A new feature length documentary film is shedding light on the hidden cultural history of Australia’s underground music scene, capturing the rise of one of Australia’s most loved bands – the Hard-Ons – as the band marks 40 years of punk rock.
The film The Most Australian Band Ever!,will premiere on October 16, 2024 at SXSW in Sydney with a screening and Q&A with Ray Ahn and Peter “Blackie” Black at the Dendy Newtown before being shown at the Byron Bay Film Festival on Saturday 26th October, Melbourne in November and other cinemas across the country.
At the heart of the documentary is the band’s migrant roots, following the story of three ethnic school boys (from Croatia, Korea and Sri Lanka) from Western Sydney – Peter ‘Blackie’ Black, Ray Ahn and Keish DeSilva – discovering punk music in the 1980s, forming a band, fighting racism and the music industry along with it. They went on to release five hit albums, becoming one of the country’s most successful punk bands, and later bringing on their current lead singer, Tim Rogers (of You Am I).
“Faced with racism, obstruction and cancellation from the industry, the Hard-Ons did things their own way, reaching fans directly with all-ages shows and non-stop touring. They broke down the distinction between the ‘cool’ inner-city and the suburban kids who were looking for something different,” said Director, Jonathan Sequeira. “It’s a story of the band members’ true grit and adversity they faced before it was popular to be so different,” added Sequeira, who grew up a stone’s throw from the band in Dulwich Hill.
The Hard-Ons’ snotty attitude and humour belied that they were an intelligent band. Ray Ahn, who is on bass/backing vocals said: “We were already just no holds barred, free for all kinds of freewheeling punk rock action band, you know. That’s what was going to work for us. It really suited the type of people that we were, you know, pretty pent up little kids from the suburbs where playing in a band like the Hard-Ons was the greatest thing in our lives.”
On how the band got their controversial name, Blackie added: “The Hard-Ons name was chosen because it was obnoxious. It was out of a Penthouse magazine and Ray mentioned it and we all laughed and never took it seriously. But he was dead serious. We’d piss off our parents. You would get noticed. It would be offensive to the right people.”
After playing backyard gigs for school friends, the Hard-Ons were soon pulling crowds with residencies at pubs and scoring their first record deal.With the fans came the neo-Nazis and skinheads.“It was brutal and ugly, but we dealt with it the only way we knew how, by playing our music and getting on with it,” said Ahn.
“My father thought it was a good idea if we took our shirts off so that people could see our skin colour. He said that’s who you are so you might as well let them know you’re not going anywhere,” he added.
Slowly the skinheads disappeared, because the crowd was too busy having fun.“The Hard-Ons showed the world that Australia wasn’t just what you see on the postcard.
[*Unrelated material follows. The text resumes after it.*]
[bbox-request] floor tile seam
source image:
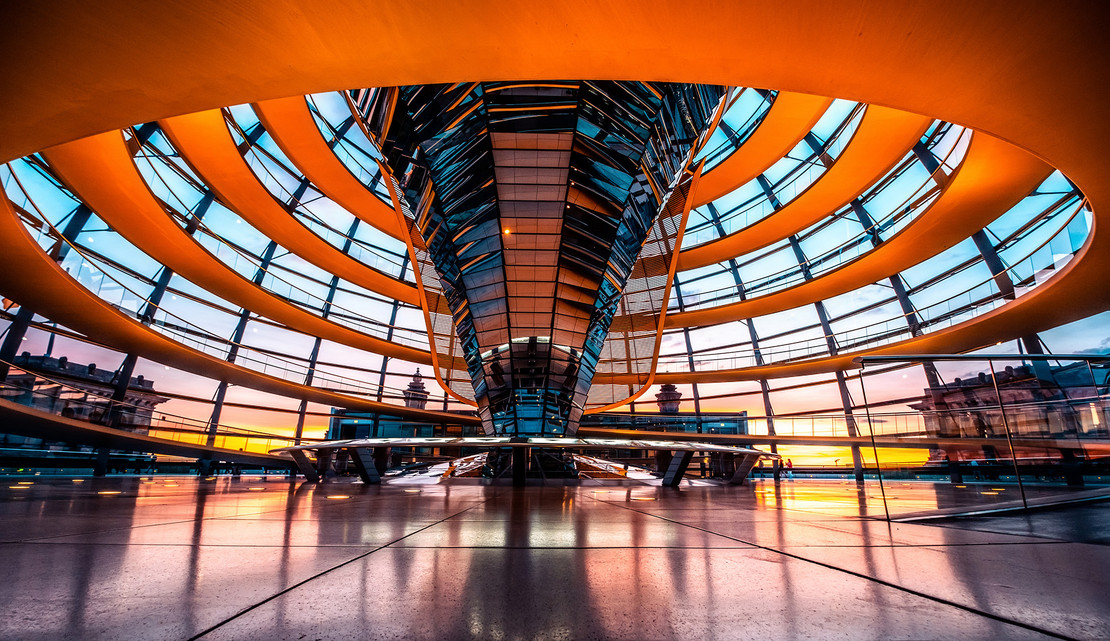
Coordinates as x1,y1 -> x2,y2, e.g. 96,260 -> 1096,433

The Europeans certainly didn’t know how to take a band wearing thongs on stage and the UK punk poser scene was given a shock by their unpretentious Aussie attitude,” Sequeira said.
Ahn and Blackie said they always embraced their outsider status. In 1974, nine-year-old Ray, or Dongwan Ahn as he was known then, arrived in Australia with his family from Korea, finding himself in Sydney’s west in an alien world of meat pies and cricket in Sydney’s western suburbs.
“My father was so practical, and he said, “Just pick a name and when you go to high school next year, you’ll have an Anglo name. Raymond sounds good, you know. It’s a French name, you know. Then when I turned up at school, I was Ray,” said Ahn.
“By default Australia’s my home, but I still feel like a foreigner in this country. I don’t have this baggage of wanting to be a part of something. Belonging to me is not crucial. Otherwise how else would I have stumbled into punk rock? It was music that spoke to aliens,” Ahn added.
Blackie said his parents, who were refugees from former Yugoslavia, were also determined to fit in, and quickly. “Because Dad really was very mindful that he came here as a refugee. The country welcomed him in, and he was determined to be an Aussie, be Australian,” Blackie said.
“I remember being told to F-off back to the west on a trip to Cronulla beach in the ’80s, a couple of years before Pearl Jam made flannelette shirts acceptable,” he added.
Hard-Ons: The Most Australian Band Ever!is directed by Jonathan Sequeira for Living Eyes and Play Vintage. Sequeira is also behind the acclaimed 2017 Radio Birdman documentary Descent Into The Maelstrom – The Radio Birdman Story.